Minha participação na Especialização em Processos e Produtos Criativos como discente me permitiu conectar os conteúdos trabalhados na pós-graduação à minha prática profissional no centro. Durante este período, foram muitas as questões que me inquietaram. Uma delas me faz questionar se não estamos focando mais na produção e na comercialização dos produtos elaborados pelos alunos deficientes intelectuais, ao invés de trabalharmos a criatividade dos mesmos no processo de ensino e aprendizagem e como a criatividade pode contribuir para a obtenção de sua autonomia. Outra pergunta é saber como esses alunos avaliam a participação no “Projeto Arte de fazer Arte”, realizado no Atendimento Educacional Especializado, para a sua experiência de vida.
O Atendimento Educacional Especializado tem como objetivo preparar os alunos com deficiências ou transtornos, matriculados na rede regular de ensino, complementar e/ou suplementar à sua formação, ao desenvolver habilidades e competências, por meio de diferentes atividades na Sala de Desenvolvimento Cognitivo e demais espaços escolares e comunitários, para que eles tenham cada vez mais autonomia no seu fazer e agir, sendo pessoas atuantes e participativas, tanto no ambiente educacional quanto no mundo em que vivem.
Sendo assim, a minha proposta de trabalho no AEE é ter como aliada principal a Arte, que deverá permitir ao aluno construir sua identidade dentro de um universo cultural. Por esse motivo é tão importante ter conhecimento do meio cultural imediato em que os envolvidos no processo educacional se encontram; sem esquecer de que é preciso desenvolver habilidades e competências para sua melhor atuação no processo de ensino-aprendizagem.
2. Expressividade Infantil
O processo de formação do conhecimento da arte pela criança significa entrar no mundo expressivo, imaginário, para compreendermos como tudo isso é construído. A criança naturalmente se expressa, tanto verbal como plástico e corporalmente, e é motivada pelo imaginário e desejo da descoberta do novo. Para Ferraz e Fusari (1993 p. 55), o “desenvolvimento expressivo da criança percebe-se que ele resulta das elaborações de sensações, sentimentos e percepções vivenciadas intensamente”. Sendo assim, quando a criança desenha, pinta, canta e dança, está de alguma forma se expressando, seja positivo ou negativo, alguma emoção e prazer.

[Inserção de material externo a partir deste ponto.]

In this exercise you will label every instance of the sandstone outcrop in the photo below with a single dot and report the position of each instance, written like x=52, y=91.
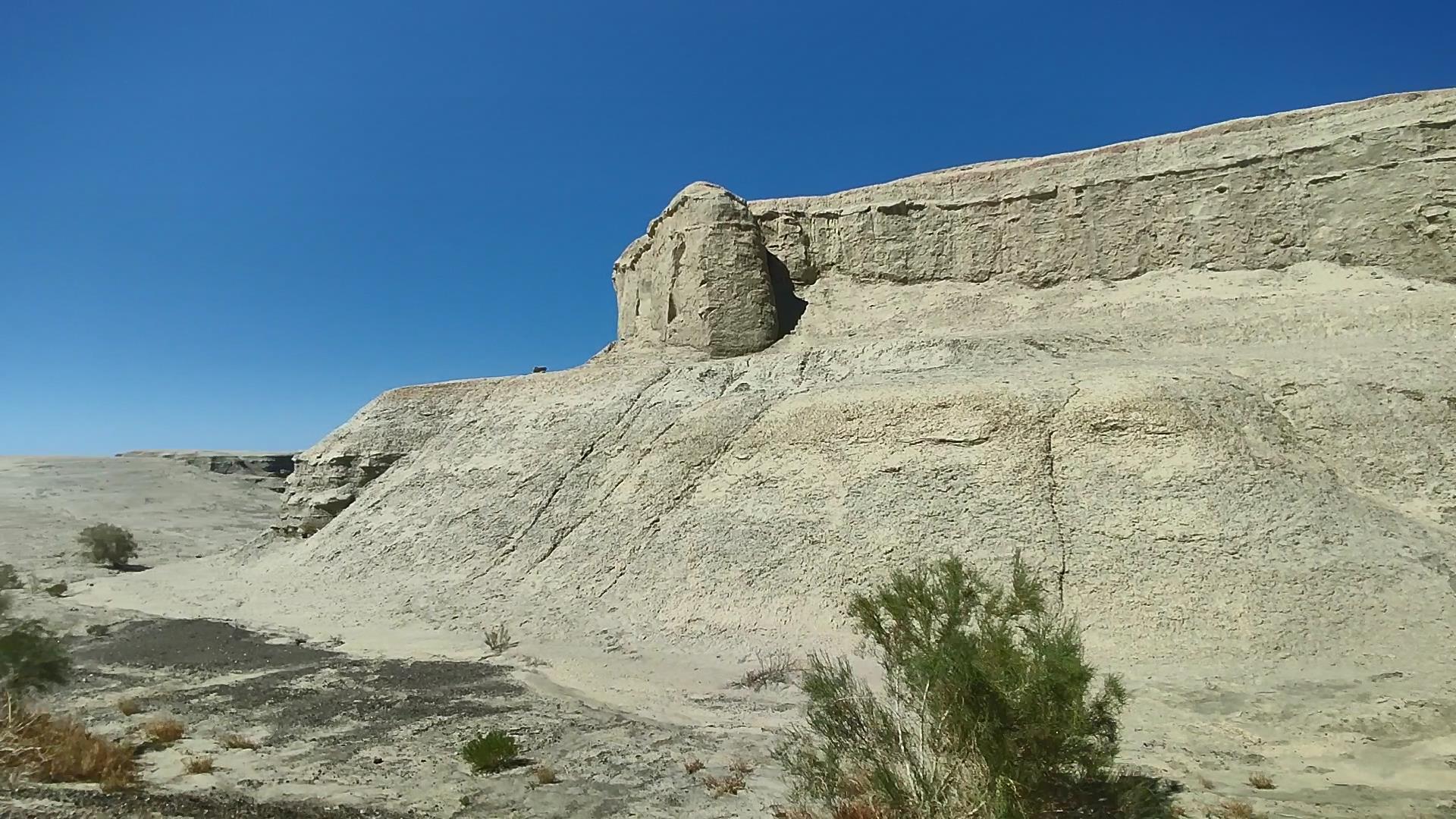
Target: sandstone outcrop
x=267, y=469
x=699, y=278
x=1204, y=382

146Pensar a expressividade da criança significa compreender que existe um processo interno e de inter-relação com os outros, vinculando esta experiência pessoal, e de interação com o outro, com as experiências históricas e culturais. Então, as crianças desde bem pequenas, através da expressão infantil, conseguem mobilizar para o exterior as suas manifestações interiorizadas e que forma o seu repertório constituído por elementos cognitivos e afetivos abordados por Lowenfeld (1977) e Vygotsky (1999), que procuraram explicar o processo artístico da criança através de teorias mais centradas na individualidade do desenvolvimento das potencialidades expressivas, perceptivas e cognitivas.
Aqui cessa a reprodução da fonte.